The active ingredient in these vaccines is an intact virus or bacterium that has been killed or otherwise stripped of its ability to infect humans. Examples include the cholera and injectable polio vaccines. Historically, this approach has not been taken to develop vaccines against HIV due to the risk that the viruses harvested for such preparations may not all have been killed or adequately inactivated.
These vaccines use a form of the targeted pathogen that is highly unlikely to be harmful—one capable, say, of multiplying, but not typically of causing disease. Examples include the measles vaccine and the oral vaccine against polio, which has been widely deployed in global efforts to eradicate the disease. Live-attenuated vaccines can be very effective because they closely mimic the behavior of the targeted pathogen, giving the immune system a clearer picture of what it would be up against. However, this approach has not been applied to the development of preventive AIDS vaccine candidates because of the risk that attenuated HIV might revert to its disease-causing form.

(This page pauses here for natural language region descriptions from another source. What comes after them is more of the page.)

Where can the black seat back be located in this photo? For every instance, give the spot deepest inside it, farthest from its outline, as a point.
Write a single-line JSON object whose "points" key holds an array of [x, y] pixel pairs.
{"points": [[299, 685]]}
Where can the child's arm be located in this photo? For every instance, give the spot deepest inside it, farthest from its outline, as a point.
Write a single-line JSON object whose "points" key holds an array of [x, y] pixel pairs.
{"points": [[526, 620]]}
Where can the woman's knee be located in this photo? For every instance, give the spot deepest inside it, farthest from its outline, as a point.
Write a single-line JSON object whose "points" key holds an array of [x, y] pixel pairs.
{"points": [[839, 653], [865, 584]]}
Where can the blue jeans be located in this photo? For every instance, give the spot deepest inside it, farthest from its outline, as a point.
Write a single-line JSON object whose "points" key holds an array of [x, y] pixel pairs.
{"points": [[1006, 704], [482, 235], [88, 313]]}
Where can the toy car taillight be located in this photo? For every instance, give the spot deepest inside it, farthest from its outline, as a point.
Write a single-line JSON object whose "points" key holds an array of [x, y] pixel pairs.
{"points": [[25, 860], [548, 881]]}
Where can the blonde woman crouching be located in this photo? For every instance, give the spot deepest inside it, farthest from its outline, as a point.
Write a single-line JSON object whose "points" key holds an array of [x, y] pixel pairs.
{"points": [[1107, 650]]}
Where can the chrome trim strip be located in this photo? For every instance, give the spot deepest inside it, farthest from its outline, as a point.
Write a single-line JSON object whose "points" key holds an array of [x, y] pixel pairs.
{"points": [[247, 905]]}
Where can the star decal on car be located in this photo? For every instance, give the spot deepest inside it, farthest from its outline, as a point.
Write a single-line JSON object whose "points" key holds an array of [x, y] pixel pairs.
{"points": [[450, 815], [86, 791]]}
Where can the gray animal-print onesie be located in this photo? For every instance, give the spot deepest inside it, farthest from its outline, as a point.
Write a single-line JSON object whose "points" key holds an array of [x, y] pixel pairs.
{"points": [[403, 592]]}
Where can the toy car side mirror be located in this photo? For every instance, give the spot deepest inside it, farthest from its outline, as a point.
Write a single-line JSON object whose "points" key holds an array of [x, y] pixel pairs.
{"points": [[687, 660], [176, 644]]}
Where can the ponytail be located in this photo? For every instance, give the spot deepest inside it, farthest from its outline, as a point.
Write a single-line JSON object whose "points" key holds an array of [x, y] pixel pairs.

Vaccines of this variety are composed of purified pieces of the pathogen—known as antigens—that generate a vigorous, protective immune response. Common subunit vaccines include the seasonal flu and hepatitis B vaccines. This approach was employed to devise the first AIDS vaccine candidate tested in humans, which failed to induce protection from HIV infection. AIDS researchers, including those affiliated with IAVI, are still pursuing this strategy in novel ways.
DNA vaccine candidates:
These vaccine candidates are also designed to train the immune system to recognize antigens. The difference is that their active ingredients are not the purified antigens themselves, but circles of DNA called plasmids that carry genes encoding those antigens. Human cells passively take up these plasmids and produce the antigens that train the immune system to recognize the targeted pathogen. No vaccines of this sort have yet been approved for human use, but several AIDS vaccine development efforts are employing this approach, including one candidate in IAVI’s portfolio
Recombinant vector vaccine candidates:
These vaccine candidates, like DNA-based candidates, introduce genes for targeted antigens into the body. But the genes are inserted into a virus that actively infects human cells. The viruses chosen as vectors are safe to use because they do not ordinarily cause disease in humans or have been stripped of their ability to proliferate after infecting cells. No vaccines of this sort have yet been approved for human use, but several AIDS vaccine development efforts are employing this strategy, including several candidates in IAVI’s portfolio.